L'usage sérieux n'étant pas démontré pour les parfums et en l'absence de justes motifs de non-exploitation, la demande de la requérante visant à ce que la preuve de l'usage sérieux de la marque pour les produits de parfumerie lui permette d'échapper à la déchéance de ses droits pour l'ensemble des produits de la sous-catégorie autonome de produits de cosmétologie et de parfumerie à usage corporel (« savons ; parfums, huiles essentielles, cosmétiques, lotions pour les cheveux ; dentifrices ; dépilatoires ; produits de démaquillage ; rouge à lèvres ; masques de beauté ; produits de rasage ; produits de parfumerie, parfum, eau de parfum, eau de toilette, eau de cologne, eau de toilette après-rasage, déodorant pour le corps, désodorisant à usage personnel, crème parfumée à usage cosmétique, crème pour le corps à usage cosmétique, huiles essentielles, shampoing, gel de coiffage, gel douche, rouge à lèvres, poudres pour le maquillage, cosmétiques, fard à joue, poudre libre pour le maquillage, poudre compacte pour le maquillage, vernis à ongles, dépilatoires, savons, lotion pour cheveux, dentifrice, produits de maquillage et démaquillage, masque de beauté, produit de rasage, produits d'après-rasage »), ne sera pas examinée.

Il résulte de tout ce qui précède que le recours en réformation formé à l'encontre de la décision de l'INPI ayant prononcé la déchéance de la société France excellence de ses droits sur la marque PARFUMS LANSELLE n° 39008435 à compter du 20 juillet 2017 pour l'ensemble des produits désignés à l'enregistrement, sera rejeté.

Sur l'article 700 et les dépens

La société France excellence supportera les dépens du recours.
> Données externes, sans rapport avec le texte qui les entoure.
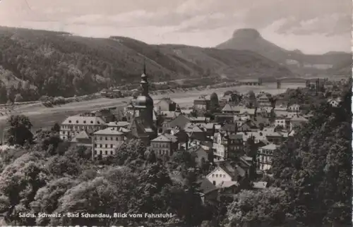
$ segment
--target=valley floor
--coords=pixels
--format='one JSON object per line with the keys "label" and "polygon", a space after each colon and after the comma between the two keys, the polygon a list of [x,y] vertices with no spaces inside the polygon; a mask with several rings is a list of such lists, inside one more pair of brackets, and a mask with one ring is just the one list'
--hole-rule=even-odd
{"label": "valley floor", "polygon": [[[177,103],[181,107],[191,107],[194,99],[201,95],[209,95],[213,92],[216,92],[219,97],[223,96],[223,93],[227,90],[236,90],[241,93],[247,93],[249,90],[253,90],[255,93],[260,91],[276,94],[284,92],[288,88],[297,88],[304,87],[304,83],[285,83],[281,89],[277,89],[275,83],[264,84],[263,86],[240,86],[234,87],[222,87],[202,91],[190,91],[188,92],[169,93],[168,96]],[[160,94],[152,96],[155,102],[160,99],[167,94]],[[124,106],[127,105],[131,98],[108,99],[100,98],[80,102],[72,102],[61,106],[56,106],[52,108],[47,108],[40,103],[22,105],[16,109],[13,114],[25,114],[30,117],[34,126],[34,129],[40,128],[49,128],[54,123],[61,123],[67,116],[78,114],[85,111],[98,110],[104,108]],[[8,116],[0,116],[0,133],[6,128],[6,120]]]}

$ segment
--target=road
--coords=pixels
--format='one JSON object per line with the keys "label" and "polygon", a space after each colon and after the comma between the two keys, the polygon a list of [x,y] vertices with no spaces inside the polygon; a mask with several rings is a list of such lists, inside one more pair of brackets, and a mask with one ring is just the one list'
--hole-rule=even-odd
{"label": "road", "polygon": [[[267,92],[273,94],[284,92],[287,88],[297,88],[304,87],[304,83],[286,83],[282,84],[282,89],[277,89],[275,83],[264,84],[263,86],[240,86],[234,87],[224,87],[212,89],[209,90],[193,90],[188,92],[169,93],[169,97],[176,102],[180,106],[191,106],[193,99],[197,99],[200,95],[209,95],[213,92],[216,92],[219,97],[222,97],[223,93],[227,90],[237,90],[241,93],[246,93],[249,90],[253,90],[255,93],[260,91]],[[160,94],[152,96],[155,102],[167,94]],[[21,106],[17,110],[17,114],[22,114],[30,117],[34,126],[34,129],[40,128],[52,127],[56,122],[62,122],[67,116],[81,114],[88,111],[97,110],[103,108],[124,106],[129,102],[129,98],[107,99],[101,98],[82,102],[73,102],[55,106],[53,108],[46,108],[36,104],[25,106]],[[0,116],[0,133],[6,127],[6,119],[7,116]]]}

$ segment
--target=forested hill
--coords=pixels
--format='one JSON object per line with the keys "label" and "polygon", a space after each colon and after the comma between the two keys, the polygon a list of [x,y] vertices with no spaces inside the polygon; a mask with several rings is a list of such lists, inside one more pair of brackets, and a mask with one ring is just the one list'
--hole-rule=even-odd
{"label": "forested hill", "polygon": [[293,76],[288,69],[249,51],[150,45],[121,37],[90,38],[0,27],[0,49],[1,83],[16,87],[21,81],[20,87],[30,90],[23,94],[27,99],[84,94],[138,82],[144,60],[155,81],[210,75]]}

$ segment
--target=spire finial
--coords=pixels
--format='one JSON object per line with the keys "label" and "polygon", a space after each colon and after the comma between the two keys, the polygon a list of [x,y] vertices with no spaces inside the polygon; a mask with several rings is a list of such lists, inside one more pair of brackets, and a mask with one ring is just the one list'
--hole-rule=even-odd
{"label": "spire finial", "polygon": [[146,60],[143,59],[143,74],[146,75]]}

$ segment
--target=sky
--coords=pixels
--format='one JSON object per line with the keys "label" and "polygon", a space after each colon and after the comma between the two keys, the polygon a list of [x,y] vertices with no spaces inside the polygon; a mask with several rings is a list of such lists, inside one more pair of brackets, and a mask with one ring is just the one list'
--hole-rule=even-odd
{"label": "sky", "polygon": [[0,0],[0,25],[215,47],[239,28],[307,54],[350,51],[351,0]]}

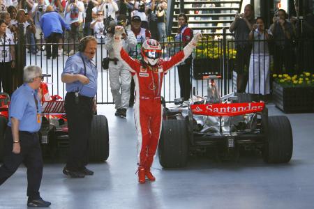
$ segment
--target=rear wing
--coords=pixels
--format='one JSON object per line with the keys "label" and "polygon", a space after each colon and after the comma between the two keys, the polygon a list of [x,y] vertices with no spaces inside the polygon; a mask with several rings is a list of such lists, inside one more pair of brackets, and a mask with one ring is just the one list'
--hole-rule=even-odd
{"label": "rear wing", "polygon": [[193,114],[209,116],[235,116],[250,113],[261,112],[264,102],[191,104]]}
{"label": "rear wing", "polygon": [[41,106],[41,112],[44,114],[65,114],[64,101],[45,101]]}

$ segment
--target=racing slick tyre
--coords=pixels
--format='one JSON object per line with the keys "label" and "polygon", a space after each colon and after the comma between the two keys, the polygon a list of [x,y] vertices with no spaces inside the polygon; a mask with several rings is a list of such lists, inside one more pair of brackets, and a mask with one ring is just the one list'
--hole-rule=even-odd
{"label": "racing slick tyre", "polygon": [[186,166],[188,156],[188,139],[186,121],[167,120],[163,128],[158,146],[159,162],[164,168]]}
{"label": "racing slick tyre", "polygon": [[109,157],[108,121],[105,116],[94,116],[89,141],[89,160],[103,162]]}
{"label": "racing slick tyre", "polygon": [[0,116],[0,162],[3,160],[4,155],[4,134],[6,133],[7,120]]}
{"label": "racing slick tyre", "polygon": [[285,163],[292,156],[292,130],[286,116],[268,117],[266,143],[263,149],[264,161],[268,163]]}

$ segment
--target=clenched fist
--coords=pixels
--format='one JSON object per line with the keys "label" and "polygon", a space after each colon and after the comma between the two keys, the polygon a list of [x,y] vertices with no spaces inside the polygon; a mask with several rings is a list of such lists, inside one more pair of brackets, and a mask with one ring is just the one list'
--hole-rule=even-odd
{"label": "clenched fist", "polygon": [[121,26],[117,26],[114,29],[114,35],[115,36],[121,36],[122,33],[124,33],[124,29]]}

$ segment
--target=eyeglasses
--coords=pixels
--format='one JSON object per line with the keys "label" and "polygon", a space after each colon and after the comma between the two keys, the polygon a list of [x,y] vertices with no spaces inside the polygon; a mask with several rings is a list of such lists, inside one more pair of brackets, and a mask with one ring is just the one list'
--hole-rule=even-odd
{"label": "eyeglasses", "polygon": [[40,77],[41,79],[41,80],[43,81],[45,77],[41,75],[41,76],[36,76],[36,77]]}

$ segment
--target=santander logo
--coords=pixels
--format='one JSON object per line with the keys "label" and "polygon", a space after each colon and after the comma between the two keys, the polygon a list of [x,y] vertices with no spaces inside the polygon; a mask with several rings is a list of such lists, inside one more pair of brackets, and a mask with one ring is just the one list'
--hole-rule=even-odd
{"label": "santander logo", "polygon": [[260,112],[264,109],[264,102],[192,104],[192,112],[197,115],[211,116],[234,116]]}

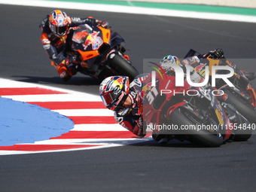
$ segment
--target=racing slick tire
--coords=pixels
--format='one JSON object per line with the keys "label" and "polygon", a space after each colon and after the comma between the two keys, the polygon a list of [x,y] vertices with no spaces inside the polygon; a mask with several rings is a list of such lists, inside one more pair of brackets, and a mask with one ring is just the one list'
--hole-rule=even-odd
{"label": "racing slick tire", "polygon": [[135,77],[139,75],[138,71],[132,66],[130,61],[115,54],[112,59],[109,59],[109,62],[118,72],[120,75],[128,76],[130,82],[132,82]]}

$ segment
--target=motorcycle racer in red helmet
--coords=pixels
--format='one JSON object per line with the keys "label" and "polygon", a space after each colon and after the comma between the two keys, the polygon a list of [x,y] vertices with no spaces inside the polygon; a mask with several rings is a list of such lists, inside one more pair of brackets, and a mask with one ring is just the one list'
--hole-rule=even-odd
{"label": "motorcycle racer in red helmet", "polygon": [[41,29],[41,41],[57,70],[60,78],[68,81],[77,73],[78,61],[71,50],[74,29],[81,24],[93,23],[106,27],[108,23],[93,17],[70,17],[61,10],[54,10],[43,19],[39,25]]}
{"label": "motorcycle racer in red helmet", "polygon": [[99,95],[105,105],[114,111],[116,121],[142,138],[145,136],[143,133],[142,99],[138,90],[129,83],[129,78],[126,76],[108,77],[99,85]]}

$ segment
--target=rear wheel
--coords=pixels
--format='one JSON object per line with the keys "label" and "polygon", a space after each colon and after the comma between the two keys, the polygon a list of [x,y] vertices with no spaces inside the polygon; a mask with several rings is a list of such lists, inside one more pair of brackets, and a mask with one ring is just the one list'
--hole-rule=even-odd
{"label": "rear wheel", "polygon": [[112,59],[108,59],[108,62],[115,69],[117,75],[128,76],[130,82],[132,82],[139,75],[138,71],[132,64],[120,55],[115,54]]}
{"label": "rear wheel", "polygon": [[[172,123],[178,125],[179,128],[184,125],[191,125],[192,126],[194,125],[194,127],[197,127],[194,120],[190,119],[189,114],[186,115],[186,112],[181,111],[181,108],[173,111],[169,117],[169,120]],[[189,141],[206,147],[219,147],[223,143],[223,137],[218,130],[216,132],[216,130],[190,129],[184,130],[184,133],[187,136]]]}

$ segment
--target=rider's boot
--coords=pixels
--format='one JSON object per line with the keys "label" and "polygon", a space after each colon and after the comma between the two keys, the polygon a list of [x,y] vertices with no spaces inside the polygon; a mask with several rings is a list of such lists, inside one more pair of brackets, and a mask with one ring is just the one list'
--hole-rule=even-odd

L'équité commande de ne pas faire application de l'article 700 du code de procédure civile.

PAR CES MOTIFS

La Cour, statuant par arrêt contradictoire,

Rejette le recours en réformation formé par la société France excellence à l'encontre de la décision DC22-0102 du directeur général de l'INPI du 27 juin 2023 ;

Déboute les parties de leur demande fondée sur l'article 700 du code de procédure civile ;

Condamne la société France excellence aux dépens du recours.

Prononcé publiquement par mise à disposition de l'arrêt au greffe de la cour, les parties en ayant été préalablement avisées dans les conditions prévues au deuxième alinéa de l'article 450 du code de procédure civile.